Discrete-time SIS Social Contagion Processes on Hypergraphs
Lidan Liang, Shaoxuan Cui, Fangzhou Liu
TL;DR
This work investigates discrete-time Susceptible-Infected-Susceptible dynamics on weighted directed hypergraphs to capture higher-order social contagion effects. It develops a mean-field, tensor-based framework that relates micro-level Markov-chain transitions to macro-level infection probabilities, and derives conditions for healthy-state stability, bistability, and endemic equilibria, including explicit domains of attraction. The analysis highlights the pivotal role of higher-order interactions in generating multiple stable equilibria and rich dynamical behavior, while providing a practical parameter-learning method and numerical validation against $2^n$-state Markov-chain models. The results offer theoretical and computational tools for understanding and controlling contagion processes in group-influenced social networks with higher-order structure.
Abstract
Recent research on social contagion processes has revealed the limitations of traditional networks, which capture only pairwise relationships, to characterize complex multiparty relationships and group influences properly. Social contagion processes on higher-order networks (simplicial complexes and general hypergraphs) have therefore emerged as a novel frontier.
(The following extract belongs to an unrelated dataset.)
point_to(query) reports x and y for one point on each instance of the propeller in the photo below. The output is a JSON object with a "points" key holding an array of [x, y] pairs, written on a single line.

In this work, we investigate discrete-time Susceptible-Infected-Susceptible (SIS) social contagion processes occurring on weighted and directed hypergraphs and their extensions to bivirus cases and general higher-order SIS processes with the aid of tensor algebra. Our focus lies in comprehensively characterizing the healthy state and endemic equilibria within this framework. The emergence of bistability or multistability behavior phenomena, where multiple equilibria coexist and are simultaneously locally asymptotically stable, is demonstrated in view of the presence of the higher-order interaction. The novel sufficient conditions of the appearance for system behaviors, which are determined by both (higher-order) network topology and transition rates, are provided to assess the likelihood of the SIS social contagion processes causing an outbreak. More importantly, given the equilibrium is locally stable, an explicit domain of attraction associated with the system parameters is constructed. Moreover, a learning method to estimate the transition rates is presented. In the end, the attained theoretical results are supplemented via numerical examples. Specifically, we evaluate the effectiveness of the networked SIS social contagion process by comparing it with the $2^n$-state Markov chain model. These numerical examples are given to highlight the performance of parameter learning algorithms and the system behaviors of the discrete-time SIS social contagion process.